Okay, so here’s a question I would normally pose to a mailing list, but since my email setups are so jacked up at the moment, there really isn’t a good way I could subscribe and ask one, so I’ll just post this to my blog instead and hope for some input. Not that I don’t have anything against mailing lists, mind you, it’s just that I don’t like setting up an email account and subscribing when I post maybe three times a year, and lurk and read the rest of the time.
Anyway. At work, I was looking at cleaning up one database table of a project I’m working on, and I noticed that we have three ways that we are storing boolean values in the table:
- unsigned tinyint, which presumably would only be set to 0 or 1
- char(1), which also should be set to 0 or 1
- enum(‘y’,n’)
I, personally, always prefer the tinyint route.
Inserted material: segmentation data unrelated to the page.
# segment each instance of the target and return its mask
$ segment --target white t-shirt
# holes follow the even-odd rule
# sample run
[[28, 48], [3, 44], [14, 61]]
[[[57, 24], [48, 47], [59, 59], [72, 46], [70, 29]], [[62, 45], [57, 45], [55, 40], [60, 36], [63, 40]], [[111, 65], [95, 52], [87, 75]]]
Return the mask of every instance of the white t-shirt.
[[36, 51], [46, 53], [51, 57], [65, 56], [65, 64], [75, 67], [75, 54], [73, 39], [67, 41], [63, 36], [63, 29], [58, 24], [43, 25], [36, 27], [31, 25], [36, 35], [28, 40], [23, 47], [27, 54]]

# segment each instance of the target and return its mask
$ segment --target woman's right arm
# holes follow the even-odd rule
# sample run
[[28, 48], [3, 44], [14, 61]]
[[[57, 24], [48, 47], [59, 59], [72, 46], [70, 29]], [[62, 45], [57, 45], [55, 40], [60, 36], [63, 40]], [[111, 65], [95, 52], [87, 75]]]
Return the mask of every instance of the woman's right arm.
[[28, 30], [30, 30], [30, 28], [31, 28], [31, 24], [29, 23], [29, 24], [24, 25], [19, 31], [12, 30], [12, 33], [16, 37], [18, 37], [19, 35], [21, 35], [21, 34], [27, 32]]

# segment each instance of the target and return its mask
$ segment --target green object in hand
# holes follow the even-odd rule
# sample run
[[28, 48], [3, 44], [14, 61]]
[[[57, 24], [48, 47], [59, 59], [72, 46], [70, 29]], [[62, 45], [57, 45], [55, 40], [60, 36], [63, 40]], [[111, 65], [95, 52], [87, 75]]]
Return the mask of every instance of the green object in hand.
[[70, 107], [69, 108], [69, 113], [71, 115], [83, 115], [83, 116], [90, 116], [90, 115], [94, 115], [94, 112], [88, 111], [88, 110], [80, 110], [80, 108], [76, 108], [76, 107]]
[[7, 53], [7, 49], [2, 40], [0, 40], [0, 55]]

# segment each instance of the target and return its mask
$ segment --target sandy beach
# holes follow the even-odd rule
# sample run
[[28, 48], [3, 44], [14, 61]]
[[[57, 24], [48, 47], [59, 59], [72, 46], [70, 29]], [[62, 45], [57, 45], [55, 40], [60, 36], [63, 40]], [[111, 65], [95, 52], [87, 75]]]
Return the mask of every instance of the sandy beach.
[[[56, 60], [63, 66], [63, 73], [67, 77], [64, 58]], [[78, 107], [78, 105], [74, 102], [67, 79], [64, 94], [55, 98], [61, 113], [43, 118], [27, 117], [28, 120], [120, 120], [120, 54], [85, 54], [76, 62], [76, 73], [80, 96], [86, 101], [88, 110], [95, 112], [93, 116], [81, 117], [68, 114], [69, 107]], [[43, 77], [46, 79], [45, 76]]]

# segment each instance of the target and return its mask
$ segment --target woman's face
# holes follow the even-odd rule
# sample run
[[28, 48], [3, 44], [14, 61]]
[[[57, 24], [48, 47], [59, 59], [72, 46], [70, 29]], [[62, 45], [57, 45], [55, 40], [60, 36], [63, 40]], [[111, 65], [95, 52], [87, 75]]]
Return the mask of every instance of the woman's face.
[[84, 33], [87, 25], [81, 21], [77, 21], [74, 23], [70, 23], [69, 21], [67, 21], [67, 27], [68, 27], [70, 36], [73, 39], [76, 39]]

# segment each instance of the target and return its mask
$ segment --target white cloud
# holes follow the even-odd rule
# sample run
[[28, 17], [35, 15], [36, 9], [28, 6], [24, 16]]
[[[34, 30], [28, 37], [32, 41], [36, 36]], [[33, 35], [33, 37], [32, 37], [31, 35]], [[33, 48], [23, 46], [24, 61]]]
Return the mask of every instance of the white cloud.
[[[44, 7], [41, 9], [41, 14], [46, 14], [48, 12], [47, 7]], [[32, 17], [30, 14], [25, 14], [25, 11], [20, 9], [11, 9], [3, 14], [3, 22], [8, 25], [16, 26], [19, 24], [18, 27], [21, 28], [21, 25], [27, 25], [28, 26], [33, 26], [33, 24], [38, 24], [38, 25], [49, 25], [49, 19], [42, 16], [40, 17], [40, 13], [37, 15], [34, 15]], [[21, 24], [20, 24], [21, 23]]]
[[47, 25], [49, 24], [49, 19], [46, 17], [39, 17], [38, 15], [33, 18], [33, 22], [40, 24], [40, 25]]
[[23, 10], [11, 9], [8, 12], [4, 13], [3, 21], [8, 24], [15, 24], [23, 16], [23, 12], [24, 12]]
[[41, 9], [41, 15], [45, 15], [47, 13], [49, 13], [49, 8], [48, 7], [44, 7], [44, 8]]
Not really for a technical reason so much as a historical one … it’s just kind of the first one I picked. What I would really like is if MySQL had a *real* boolean type field similar to postgresql, where the values can be TRUE, FALSE, ‘t’ or ‘f’. It makes things so much easier.
MySQL will accept BOOL as a column type when creating a column, but it’s implementation is a bit jacked in my opinion. It creates an unsigned tinyint column, with null attributes. That just gives a huge range of possible options, and doesn’t really come that close to a binary option set at all.
mysql> create table test (steve bool);
Query OK, 0 rows affected (0.00 sec)mysql> desc test;
+——-+————+——+—–+———+——-+
| Field | Type | Null | Key | Default | Extra |
+——-+————+——+—–+———+——-+
| steve | tinyint(1) | YES | | NULL | |
+——-+————+——+—–+———+——-+
1 row in set (0.00 sec)
I did a bit of research, since enum seems now like the most reasonable option — it limits you to a strict sub set of options. The only question I have is, how well would that index? Would it be faster scanning the table for enums or integers? That’s where I’m not sure. It turns out that an enum that stores up to 255 values will only use 1 byte (assuming I’m intrepreting this MySQL reference book correctly). A tiny integer uses the same size. So it seems like they should both be pretty optimal, but I dunno.
Any thoughts?
I’m not expert on the intricacies of mysql (or any sql, for that matter), but intuition leads me to believe that the tinyint(1) unsigned would be the quickest. No idea if that’s the case or not, but it stands to reason, IMO.
there is a forth way, CHAR(0) DEFAULT NULL, using only one bit instead of one byte.
Generally I do use tinyint 0 == False.
Indexed are used or not based on distribution of it’s values. A primary index which has exactly one value for each row is a very specific one, and will be allways preferred and used.
On the other side, an index on a boolean value may be valid for 50% of rows in the table and will be ignored (full table scan preferred) to avoid a double acces to disk, table and indexes.
As a general rule, if indexes cover more columns, put the columns which are more specific first, provided the distribution of 50% of boolean values they should be last (if in index at all).
Only exception to the last rule is when you need to match only for part of the index i.e. the index is on column (`a`,`b`,`c`) and you often query for `b` and `c`, in this case it always should be composed as (`b`,`c`,`a`).
indexing is a complex matter if I’ve been unclear MySQL has good manuals 😉
I don’t know mysql and every time I read about it, I realise I don’t want to 🙂
y,n,NULL instead of y,n is hardly a huge range of possibilities.
Can’t you define a BOOL NOT NULL column ?
Or a BOOL DEFAULT true ?
About indexing, I guess you should not expect too much from mysql, but bitmap indexes have been implemented for such cases and avoid full table scans when querying on such an index.